1 Reply Latest reply on Jun 30, 2011 3:01 PM by maximmoroz

    wavefront distribution



      I want to know the priority used by the compiler to distribute wavefronts to SIMD engine (CU).

      Assume I have 20 wavefronts (reported by profiler in Visual Studio). HD 5870 has 20 cores.

      Which one is correct:

      Each SIMD engine get 1 wavefront or

      1 SIMD engine get 4 wavefronts (so, 5 SIMD engines are used, the remaining 15 SIMD engines do nothing (idle).

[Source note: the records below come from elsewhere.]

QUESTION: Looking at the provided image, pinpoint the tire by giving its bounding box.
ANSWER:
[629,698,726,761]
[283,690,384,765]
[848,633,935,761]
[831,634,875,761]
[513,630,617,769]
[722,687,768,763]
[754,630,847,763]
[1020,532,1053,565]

      The reason I asked the question above:

      I experienced two cases in my exeperiments (local work size is set to NULL).

      Case 1:

      If the total number of work items (global work size) is large, the number of wavefronts reported by profiler (after I do some math), I know that 1 wavefront is 64 work-items (full)

      Case 2:

      If the total number of work-items is not very large, the compiler chose only to half-fill the wavefront (1 wavefront is 32 work-items), so the number of wavefronts reported is large enough. It seems the compiler choose to have more number of wavefront (although it's half-filled/32) than less number of wavefront (full-filled/64). Is it correct?

      I hope someone can help me with this question. I'm writing a school report, so I don't want to write wrong information in the report.